Amnesty says Thailand ending death penalty in practice
Thailand will have ended capital punishment in practice by next year, representatives of Amnesty International said last week, praising the country for not executing any convicted criminals in nine years, while also calling for the Kingdom to formally remove the death penalty as an option available to judges.
Amnesty made the statement in its annual global report on the death penalty that noted “progress all around” with sub-Saharan Africa and Southeast Asia as regions where executions are far fewer now than in the past.
Thailand has not executed any prisoners since 2009. According to United Nations standards, a country must not have executed any prisoners for 10 years for it to be considered to have abolished the death penalty in practice.
Nonetheless, the death penalty is still on the books in the Kingdom, and judges have not been reticent about handing it down as a sentence. In 2017, judges in Thailand handed down 75 death sentences, although that was a sharp decrease from the 216 handed down the year before.
The Department of Corrections said that a total of 502 prisoners in Thai jails and prisons have received a death sentence, although none have been carried out.

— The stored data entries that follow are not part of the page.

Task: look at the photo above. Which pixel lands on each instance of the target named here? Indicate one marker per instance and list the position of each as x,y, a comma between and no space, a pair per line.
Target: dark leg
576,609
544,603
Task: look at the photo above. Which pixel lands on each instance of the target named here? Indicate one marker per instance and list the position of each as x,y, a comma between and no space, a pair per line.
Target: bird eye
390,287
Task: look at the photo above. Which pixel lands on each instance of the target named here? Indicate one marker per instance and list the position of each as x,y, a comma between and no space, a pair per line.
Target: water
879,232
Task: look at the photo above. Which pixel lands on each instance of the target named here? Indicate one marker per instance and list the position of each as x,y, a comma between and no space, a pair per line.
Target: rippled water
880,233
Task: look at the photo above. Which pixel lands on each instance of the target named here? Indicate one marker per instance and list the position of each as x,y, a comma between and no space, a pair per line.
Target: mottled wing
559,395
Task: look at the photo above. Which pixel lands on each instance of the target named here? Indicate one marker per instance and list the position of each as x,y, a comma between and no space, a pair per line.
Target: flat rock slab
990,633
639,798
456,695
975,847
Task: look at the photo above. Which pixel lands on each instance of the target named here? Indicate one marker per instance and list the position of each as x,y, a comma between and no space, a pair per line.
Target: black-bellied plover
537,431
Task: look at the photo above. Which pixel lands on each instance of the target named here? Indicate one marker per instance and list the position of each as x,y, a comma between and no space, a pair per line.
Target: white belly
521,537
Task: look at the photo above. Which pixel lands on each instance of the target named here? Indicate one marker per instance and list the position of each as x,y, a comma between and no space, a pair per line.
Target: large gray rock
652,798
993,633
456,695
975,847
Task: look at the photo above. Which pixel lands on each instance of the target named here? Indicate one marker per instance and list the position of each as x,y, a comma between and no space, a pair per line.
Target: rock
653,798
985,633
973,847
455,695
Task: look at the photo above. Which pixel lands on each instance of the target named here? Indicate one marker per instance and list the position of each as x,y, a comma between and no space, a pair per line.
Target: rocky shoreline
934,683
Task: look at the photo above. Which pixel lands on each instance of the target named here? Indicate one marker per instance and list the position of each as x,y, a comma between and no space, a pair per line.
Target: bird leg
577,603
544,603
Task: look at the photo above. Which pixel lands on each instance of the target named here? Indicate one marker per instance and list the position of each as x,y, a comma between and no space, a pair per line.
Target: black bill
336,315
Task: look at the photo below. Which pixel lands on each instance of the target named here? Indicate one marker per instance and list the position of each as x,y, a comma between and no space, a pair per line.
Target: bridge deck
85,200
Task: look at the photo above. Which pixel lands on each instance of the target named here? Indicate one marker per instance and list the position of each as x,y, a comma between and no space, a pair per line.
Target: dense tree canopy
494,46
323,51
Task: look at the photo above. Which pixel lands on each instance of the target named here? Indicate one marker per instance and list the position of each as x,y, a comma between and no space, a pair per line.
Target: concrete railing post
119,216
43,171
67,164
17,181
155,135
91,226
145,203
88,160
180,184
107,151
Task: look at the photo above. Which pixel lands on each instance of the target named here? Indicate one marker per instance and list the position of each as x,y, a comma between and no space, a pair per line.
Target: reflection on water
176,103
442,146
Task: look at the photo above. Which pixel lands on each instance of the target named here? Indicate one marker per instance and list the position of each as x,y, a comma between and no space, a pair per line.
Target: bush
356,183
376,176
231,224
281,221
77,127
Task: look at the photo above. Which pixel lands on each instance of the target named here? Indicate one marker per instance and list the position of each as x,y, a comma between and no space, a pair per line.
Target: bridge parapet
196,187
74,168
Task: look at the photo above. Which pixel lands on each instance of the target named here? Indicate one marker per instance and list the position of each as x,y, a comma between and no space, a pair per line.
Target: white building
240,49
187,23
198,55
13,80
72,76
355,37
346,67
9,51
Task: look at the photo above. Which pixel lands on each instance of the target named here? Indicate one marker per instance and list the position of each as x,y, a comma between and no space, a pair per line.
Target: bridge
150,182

“We’re close to becoming a country that is free of executions in practice as recognized by the United Nations. If we can successfully do it, it will be significant to the country’s human rights development,” said Piyanut Kotsan, director of Amnesty International in Thailand.
She called on the government to take the next step and formally abolish the death penalty by removing capital punishment as a legal option for judges to use as they deem necessary.
Capital punishment is available to judges as a possible sentence for 63 different types of crimes. The government has also considered adding corruption as a crime that could result in a death penalty.
Around the world, 141 countries have stopped using the death penalty, while 56 still have it.
“The end of the death penalty is not about encouraging crimes; it’s about cancelling unreasonable types of punishment,” said Pitikan Sithidej, director general of the Rights and Liberties Protection Department at the Ministry of Justice.
Some prominent reformers, including Bowornsak Uwanno, the head of the last Constitutional Drafting Committee, have said it is time for Thailand to abolish the death penalty.
A 2014 survey by Mahidol University, however, found that 41 percent of Thais want to keep the death penalty, while only 8 percent supported abolishing it, and the remaining 51 percent were undecided.